Science Interviews


Sat, 1st Oct 2005

Fighting Fraud With Light

Professor Russell Cowburn, Imperial College London

Part of the show Science of Lasers, Light, Kung Fu and Archimedes

Chris - So you think you've found a way to combat fraud?

Russell - Yes we think so. We're all familiar with the concept of people having individual fingerprints. What we've found is that every bank note, passport, every credit card and virtually every item in the world has it's own secret fingerprint. Now we don't have to put those fingerprints there because they are naturally occurring, but they can be used to identify virtually anything you like.

Chris - How do you do that?

Russell - Well that's the trick. These fingerprints were out there all this time but nobody knew they were there. In my lab one day, we had an accident. We were firing a laser beam at a microchip, nothing to do with security, and the chip fell off. There was a piece of paper where the chip was supposed to be, and we found that when the light bounced off the paper, instead of not carrying any information at all, the laser light was carrying lots and lots of information. Essentially, the laser was interacting with all of the tiny little defects that you get on any surface of paper, plastic or whatever. By looking at those, you can think of them as some kind of fingerprint for that particular item.
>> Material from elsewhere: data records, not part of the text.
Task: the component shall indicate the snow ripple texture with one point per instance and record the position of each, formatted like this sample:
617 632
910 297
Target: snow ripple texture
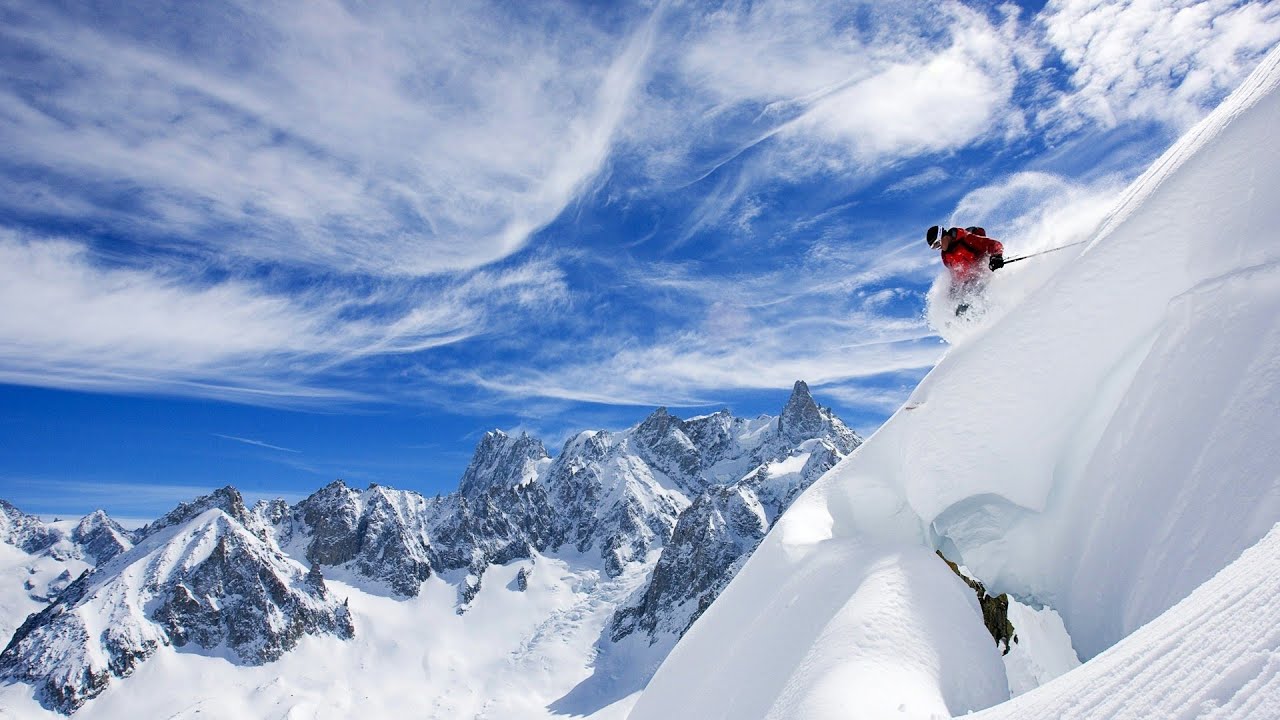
1104 447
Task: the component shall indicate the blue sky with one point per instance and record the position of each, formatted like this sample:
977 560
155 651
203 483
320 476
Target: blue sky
272 244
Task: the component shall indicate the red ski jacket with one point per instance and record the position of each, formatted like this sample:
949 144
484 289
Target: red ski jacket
967 256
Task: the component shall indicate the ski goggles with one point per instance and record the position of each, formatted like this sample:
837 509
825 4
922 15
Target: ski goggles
933 236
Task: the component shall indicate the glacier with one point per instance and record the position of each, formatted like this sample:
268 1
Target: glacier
1106 445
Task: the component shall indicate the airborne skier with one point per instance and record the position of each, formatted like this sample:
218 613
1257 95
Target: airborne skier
969 255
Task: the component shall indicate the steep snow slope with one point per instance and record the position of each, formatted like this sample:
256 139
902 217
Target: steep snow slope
1216 654
1105 447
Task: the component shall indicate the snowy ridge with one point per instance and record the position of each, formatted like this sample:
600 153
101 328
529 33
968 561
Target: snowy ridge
39 560
1105 447
208 580
563 545
1216 654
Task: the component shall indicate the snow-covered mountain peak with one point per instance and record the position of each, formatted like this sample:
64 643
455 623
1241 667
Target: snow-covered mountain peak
225 499
22 531
205 580
502 460
1105 445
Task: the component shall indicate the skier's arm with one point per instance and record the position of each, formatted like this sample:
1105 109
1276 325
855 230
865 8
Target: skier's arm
984 245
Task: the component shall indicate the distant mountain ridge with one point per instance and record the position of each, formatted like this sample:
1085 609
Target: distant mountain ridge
689 497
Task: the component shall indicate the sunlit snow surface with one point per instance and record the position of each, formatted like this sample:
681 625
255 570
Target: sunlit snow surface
512 655
1104 441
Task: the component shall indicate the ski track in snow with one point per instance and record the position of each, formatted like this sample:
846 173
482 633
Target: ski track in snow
1104 441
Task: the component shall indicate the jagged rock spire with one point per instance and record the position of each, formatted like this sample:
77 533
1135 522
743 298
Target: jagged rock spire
502 460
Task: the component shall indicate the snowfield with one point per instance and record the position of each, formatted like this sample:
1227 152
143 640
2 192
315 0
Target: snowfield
1107 446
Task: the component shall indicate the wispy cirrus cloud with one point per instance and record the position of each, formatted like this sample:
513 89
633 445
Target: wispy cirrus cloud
278 203
393 140
256 442
76 323
1147 60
Chris - Now we know that a fingerprint is fairly specific to an individual. How likely is it that two bits of paper have the same fingerprint?
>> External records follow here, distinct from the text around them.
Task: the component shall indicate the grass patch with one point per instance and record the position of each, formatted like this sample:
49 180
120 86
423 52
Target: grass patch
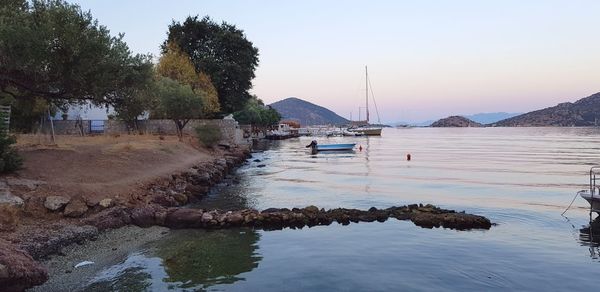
208 135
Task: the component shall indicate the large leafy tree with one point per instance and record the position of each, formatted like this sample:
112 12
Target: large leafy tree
176 65
255 113
177 102
52 50
221 51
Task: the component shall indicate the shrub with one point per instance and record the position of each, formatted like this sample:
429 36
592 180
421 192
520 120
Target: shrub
208 135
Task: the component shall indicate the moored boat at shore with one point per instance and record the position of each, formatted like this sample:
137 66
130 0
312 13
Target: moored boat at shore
363 127
593 194
315 147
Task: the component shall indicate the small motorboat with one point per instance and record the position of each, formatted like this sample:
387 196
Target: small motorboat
593 194
330 147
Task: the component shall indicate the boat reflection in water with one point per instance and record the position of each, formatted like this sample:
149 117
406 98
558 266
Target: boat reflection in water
186 259
590 236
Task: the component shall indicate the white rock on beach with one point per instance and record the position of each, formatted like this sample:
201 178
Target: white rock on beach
105 203
54 203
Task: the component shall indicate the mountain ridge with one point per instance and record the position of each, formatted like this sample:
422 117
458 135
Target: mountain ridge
307 113
583 112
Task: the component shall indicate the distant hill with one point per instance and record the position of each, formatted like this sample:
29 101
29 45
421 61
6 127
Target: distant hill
456 121
488 118
307 113
584 112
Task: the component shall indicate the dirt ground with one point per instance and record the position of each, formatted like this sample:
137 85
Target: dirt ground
97 167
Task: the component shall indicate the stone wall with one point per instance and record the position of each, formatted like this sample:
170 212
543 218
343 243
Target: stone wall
230 129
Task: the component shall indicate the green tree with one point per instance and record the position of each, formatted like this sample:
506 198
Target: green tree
255 113
52 50
176 65
177 102
134 104
221 51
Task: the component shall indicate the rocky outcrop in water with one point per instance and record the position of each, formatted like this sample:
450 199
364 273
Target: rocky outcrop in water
427 216
18 270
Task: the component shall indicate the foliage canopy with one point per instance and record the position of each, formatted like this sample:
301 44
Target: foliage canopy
52 50
222 52
176 65
257 114
177 102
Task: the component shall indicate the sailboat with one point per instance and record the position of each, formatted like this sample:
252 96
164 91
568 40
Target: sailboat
363 127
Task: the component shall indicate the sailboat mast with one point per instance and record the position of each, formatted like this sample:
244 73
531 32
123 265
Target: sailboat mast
367 92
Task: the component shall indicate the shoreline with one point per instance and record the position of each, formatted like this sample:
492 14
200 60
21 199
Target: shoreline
162 207
41 236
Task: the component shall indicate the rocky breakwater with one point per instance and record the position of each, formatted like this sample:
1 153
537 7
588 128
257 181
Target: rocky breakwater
18 270
427 216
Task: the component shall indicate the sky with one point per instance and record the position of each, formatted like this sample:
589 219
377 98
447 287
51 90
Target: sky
426 59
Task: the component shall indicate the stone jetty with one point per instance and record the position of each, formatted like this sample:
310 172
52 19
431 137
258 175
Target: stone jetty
21 271
427 216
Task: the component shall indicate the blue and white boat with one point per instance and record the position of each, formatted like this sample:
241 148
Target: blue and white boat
330 147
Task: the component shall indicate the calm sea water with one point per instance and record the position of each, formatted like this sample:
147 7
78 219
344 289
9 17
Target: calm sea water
520 178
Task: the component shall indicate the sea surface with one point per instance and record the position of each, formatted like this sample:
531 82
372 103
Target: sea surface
520 178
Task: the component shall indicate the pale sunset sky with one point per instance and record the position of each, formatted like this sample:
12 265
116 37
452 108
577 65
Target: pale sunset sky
427 59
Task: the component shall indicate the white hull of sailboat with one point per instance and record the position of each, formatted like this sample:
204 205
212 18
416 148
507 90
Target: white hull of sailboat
367 131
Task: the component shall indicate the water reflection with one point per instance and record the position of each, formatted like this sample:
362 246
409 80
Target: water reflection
208 258
186 259
590 236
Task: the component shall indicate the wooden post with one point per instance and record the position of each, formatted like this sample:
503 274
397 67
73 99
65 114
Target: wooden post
51 127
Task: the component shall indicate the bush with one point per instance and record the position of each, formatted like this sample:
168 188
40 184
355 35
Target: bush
208 135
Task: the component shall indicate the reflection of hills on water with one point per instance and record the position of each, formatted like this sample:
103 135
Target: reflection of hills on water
206 258
188 259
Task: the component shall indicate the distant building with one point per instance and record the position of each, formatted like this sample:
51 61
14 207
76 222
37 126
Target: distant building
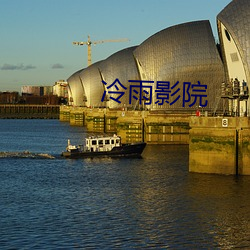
181 66
9 97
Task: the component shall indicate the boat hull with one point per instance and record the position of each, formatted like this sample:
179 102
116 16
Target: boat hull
126 150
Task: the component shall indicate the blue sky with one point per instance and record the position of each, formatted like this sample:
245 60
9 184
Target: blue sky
36 35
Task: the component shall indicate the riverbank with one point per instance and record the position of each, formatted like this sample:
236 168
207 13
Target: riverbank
25 111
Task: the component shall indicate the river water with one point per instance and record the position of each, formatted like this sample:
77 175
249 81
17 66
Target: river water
149 203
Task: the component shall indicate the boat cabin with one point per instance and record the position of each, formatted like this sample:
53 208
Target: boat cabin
102 143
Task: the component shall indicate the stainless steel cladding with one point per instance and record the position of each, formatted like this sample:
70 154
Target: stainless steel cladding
184 53
75 90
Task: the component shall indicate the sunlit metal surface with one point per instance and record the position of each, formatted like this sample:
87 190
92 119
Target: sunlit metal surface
184 53
92 84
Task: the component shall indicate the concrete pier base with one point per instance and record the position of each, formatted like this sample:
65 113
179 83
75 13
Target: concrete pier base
219 145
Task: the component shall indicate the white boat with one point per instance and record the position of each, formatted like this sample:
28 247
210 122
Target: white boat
96 146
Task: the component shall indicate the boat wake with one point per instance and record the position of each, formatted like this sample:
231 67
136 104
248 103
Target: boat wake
26 154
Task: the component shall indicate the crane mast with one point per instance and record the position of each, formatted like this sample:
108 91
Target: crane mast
89 43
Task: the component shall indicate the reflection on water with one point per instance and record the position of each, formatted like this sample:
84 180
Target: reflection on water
107 203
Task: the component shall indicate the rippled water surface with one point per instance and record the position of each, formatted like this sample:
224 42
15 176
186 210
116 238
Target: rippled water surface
148 203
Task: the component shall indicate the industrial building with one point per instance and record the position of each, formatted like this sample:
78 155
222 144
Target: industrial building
177 69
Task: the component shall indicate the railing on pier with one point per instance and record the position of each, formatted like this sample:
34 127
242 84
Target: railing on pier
24 111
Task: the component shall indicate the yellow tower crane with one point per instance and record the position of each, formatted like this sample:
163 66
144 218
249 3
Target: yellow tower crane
89 43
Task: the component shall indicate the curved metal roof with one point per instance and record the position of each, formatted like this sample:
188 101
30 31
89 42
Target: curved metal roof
121 65
236 18
76 90
184 53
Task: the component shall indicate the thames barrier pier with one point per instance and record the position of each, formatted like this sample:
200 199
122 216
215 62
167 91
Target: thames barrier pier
219 145
132 126
25 111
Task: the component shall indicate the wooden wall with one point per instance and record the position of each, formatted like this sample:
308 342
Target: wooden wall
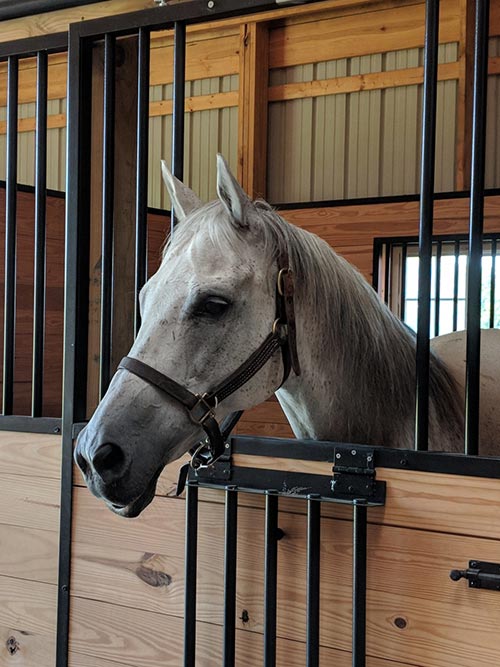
29 539
351 230
127 590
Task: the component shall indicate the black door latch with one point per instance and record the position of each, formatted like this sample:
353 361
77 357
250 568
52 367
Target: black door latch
479 575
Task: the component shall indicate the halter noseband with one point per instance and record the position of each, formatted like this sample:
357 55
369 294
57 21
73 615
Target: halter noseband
201 407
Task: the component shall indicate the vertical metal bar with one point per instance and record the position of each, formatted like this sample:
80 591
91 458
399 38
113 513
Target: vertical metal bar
493 281
437 288
141 193
76 296
387 271
426 221
312 573
404 257
359 584
230 554
10 237
456 252
179 92
190 575
472 384
40 234
270 579
108 187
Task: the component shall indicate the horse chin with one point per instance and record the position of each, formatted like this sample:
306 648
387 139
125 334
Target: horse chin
134 508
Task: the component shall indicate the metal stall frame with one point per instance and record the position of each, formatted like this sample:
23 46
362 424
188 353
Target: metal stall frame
12 52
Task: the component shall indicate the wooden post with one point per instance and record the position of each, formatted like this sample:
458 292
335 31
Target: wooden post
124 211
465 81
253 101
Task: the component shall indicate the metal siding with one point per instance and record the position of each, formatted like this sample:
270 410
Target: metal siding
362 144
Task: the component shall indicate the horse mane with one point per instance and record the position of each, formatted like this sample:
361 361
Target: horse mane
374 352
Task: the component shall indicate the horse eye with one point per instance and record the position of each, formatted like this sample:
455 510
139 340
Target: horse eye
213 306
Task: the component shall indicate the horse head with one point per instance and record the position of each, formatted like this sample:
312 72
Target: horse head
209 306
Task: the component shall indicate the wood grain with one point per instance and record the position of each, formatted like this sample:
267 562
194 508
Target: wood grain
363 34
400 560
27 622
Russell - The chance that two bits of paper have the same fingerprint is one in a billion billion billion billion billion billion billion billion billion!

Chris - So a lot!

Russell - Yes, so you can look but I suspect you won't find one!

Chris - That's amazing. So it means that with bank notes, you don't need to put a figure on it any more. You can just scan them as soon as they roll off the presses, lock away its fingerprint and you'd know straight away if it was a forgery.

Russell - That's exactly right, and that's exactly what we're trying to do at the moment. We're talking with some central banks about doing that.

Chris - You must be a millionaire now!

Russell - Er, no. We're very excited because we stumbled across something that we weren't even looking for. We were doing science in a different area, in nanotechnology, and it was only because that chip fell off that we saw that something was unusual and we asked a question.

Chris - Is it just paper that this works on, or does it work on other surfaces like plastic credit cards?

Russell - It works on pretty much everything. The rule of thumb is that if you hold it up and you can see your face in it, then it won't work. Unless it's a perfect mirror or a completely transparent bit of glass, then it has a fingerprint. We can read that fingerprint just by shining a laser beam onto it.

Chris - If I knew the fingerprint that went with a piece of paper, how easy would it be to make another piece of paper with the same fingerprints?

Russell - We don't know how to do that, and we think that that's what makes the technology really secure. Most of the ways of securing things like putting on barcodes and holograms, people know how to do. It doesn't take very long for criminals to work out how to copy that. The beauty of our method is that nobody, not even ourselves, knows how to reproduce the fingerprints. This means that if I turn criminal, I am as unable as anyone else at cracking the system.